Gerhard Pfister weicht Fragen nicht aus.
von Marcus Knill *
Der CVP Kapitän freut sich, für das Wahljahr
2019 und kündigt an, dass er keinen Untergang für sich sieht, sollte die
CVP unter die 10-Prozent-Marke fallen. Er glaubt an seine Strategie und lässt sich nicht von PR Managern vom Kurs abbringen.
Pfister antwortet überlegt, geschickt auch auch ungeschminkte Fragen.
Ich zitiere aus einem Blick Interview:
Das Interview gab er in Oberägeri am Schiffsteg. Die Sonne über dem Ägerital drückt
den Nebel nach oben in Richtung Morgarten-Sattel und nach unten ins
Zugerland, als Gerhard Pfister kurz nach 15 Uhr eintrifft. Wäre es
nicht Winter, könnte der Kapitän der CVP Schweiz pünktlich mit dem
Nachmittagsschiff ablegen. Doch das Motorboot dümpelt im Winter im
Hafen, und Pfister, der auch die Ägerisee Schifffahrt AG präsidiert,
klettert über die Reling. Locker. Gut
gelaunt. Pfister ist zu Hause und lädt zum Spaziergang dem Ufer entlang.

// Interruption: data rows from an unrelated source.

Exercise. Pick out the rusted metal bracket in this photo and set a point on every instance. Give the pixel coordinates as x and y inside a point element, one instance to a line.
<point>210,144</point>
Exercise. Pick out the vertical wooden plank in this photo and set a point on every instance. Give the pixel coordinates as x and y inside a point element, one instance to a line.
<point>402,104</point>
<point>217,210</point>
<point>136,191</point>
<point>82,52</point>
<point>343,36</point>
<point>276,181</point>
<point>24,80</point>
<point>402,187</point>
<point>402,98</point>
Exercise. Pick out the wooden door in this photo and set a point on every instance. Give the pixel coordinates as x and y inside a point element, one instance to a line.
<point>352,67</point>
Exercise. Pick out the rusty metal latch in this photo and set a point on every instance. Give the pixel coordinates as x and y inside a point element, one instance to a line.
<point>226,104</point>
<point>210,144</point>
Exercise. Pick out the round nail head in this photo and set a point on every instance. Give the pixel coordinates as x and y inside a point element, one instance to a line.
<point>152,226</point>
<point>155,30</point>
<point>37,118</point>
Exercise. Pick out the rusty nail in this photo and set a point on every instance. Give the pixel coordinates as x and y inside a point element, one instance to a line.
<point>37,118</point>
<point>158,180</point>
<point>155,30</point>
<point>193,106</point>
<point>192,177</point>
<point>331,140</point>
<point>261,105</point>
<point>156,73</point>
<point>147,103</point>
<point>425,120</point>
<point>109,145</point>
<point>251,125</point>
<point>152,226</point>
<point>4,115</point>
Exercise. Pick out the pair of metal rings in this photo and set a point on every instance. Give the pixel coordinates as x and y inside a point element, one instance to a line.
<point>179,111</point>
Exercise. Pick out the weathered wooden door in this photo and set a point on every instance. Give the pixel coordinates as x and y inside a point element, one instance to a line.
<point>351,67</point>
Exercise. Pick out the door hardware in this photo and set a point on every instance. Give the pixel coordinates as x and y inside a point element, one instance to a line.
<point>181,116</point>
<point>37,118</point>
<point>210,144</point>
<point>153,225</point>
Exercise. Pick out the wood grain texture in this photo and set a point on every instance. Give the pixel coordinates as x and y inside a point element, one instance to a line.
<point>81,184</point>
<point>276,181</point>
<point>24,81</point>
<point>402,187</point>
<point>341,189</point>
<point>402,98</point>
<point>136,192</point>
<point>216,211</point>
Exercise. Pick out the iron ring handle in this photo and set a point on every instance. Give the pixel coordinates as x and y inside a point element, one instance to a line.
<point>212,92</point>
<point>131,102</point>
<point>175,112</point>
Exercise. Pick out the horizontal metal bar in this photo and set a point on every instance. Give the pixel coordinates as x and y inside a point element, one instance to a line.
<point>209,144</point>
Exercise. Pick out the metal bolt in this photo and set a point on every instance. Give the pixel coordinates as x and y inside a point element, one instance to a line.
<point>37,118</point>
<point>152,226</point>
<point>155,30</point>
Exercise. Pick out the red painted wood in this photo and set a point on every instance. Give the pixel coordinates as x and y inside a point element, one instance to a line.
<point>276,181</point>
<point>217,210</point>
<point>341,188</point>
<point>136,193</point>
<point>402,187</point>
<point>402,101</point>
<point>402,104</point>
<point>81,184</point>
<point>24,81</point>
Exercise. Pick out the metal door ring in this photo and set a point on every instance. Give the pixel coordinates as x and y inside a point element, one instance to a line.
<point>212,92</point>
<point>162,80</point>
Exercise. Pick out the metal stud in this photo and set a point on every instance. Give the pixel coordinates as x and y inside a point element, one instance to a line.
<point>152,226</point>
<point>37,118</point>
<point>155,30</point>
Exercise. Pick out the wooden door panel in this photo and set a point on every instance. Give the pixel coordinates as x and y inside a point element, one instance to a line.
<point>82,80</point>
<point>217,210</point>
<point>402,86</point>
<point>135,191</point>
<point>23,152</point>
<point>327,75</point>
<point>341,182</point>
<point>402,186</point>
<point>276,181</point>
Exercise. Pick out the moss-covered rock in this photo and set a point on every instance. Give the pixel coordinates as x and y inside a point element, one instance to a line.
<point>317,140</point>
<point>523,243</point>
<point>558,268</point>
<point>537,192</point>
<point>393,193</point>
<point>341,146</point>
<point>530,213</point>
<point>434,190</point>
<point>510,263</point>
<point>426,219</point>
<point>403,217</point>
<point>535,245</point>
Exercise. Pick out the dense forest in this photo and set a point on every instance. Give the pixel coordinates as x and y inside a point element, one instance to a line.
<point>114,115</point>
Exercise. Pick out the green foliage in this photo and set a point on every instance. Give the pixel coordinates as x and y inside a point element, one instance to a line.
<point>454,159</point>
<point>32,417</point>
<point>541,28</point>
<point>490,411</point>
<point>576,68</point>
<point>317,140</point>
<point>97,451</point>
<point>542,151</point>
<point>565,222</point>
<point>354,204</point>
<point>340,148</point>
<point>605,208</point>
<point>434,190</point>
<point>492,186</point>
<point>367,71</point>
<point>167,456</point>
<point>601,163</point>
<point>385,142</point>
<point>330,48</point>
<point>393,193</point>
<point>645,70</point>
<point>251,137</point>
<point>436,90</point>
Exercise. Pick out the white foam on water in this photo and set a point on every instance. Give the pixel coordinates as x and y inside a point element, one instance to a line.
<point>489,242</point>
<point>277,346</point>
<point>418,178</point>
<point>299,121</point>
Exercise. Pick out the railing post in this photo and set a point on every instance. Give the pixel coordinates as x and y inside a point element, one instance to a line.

BLICK, Herr Pfister, wie oft können Sie solche Tage am Ägerisee geniessen?
Gerhard Pfister:
Leider viel zu wenig. An den Wochentagen bin ich in Bern oder sonst
irgendwo in der Schweiz unterwegs, und so ist Oberägeri für meine Frau
Franziska und mich ein Rückzugsort an Wochenenden. Im Sommer lebt es
sich hier wie in den Ferien: Zu unserer Wohnung gehört ein kleines
privates Badeplätzchen, wo ich am liebsten täglich schwimmen ginge.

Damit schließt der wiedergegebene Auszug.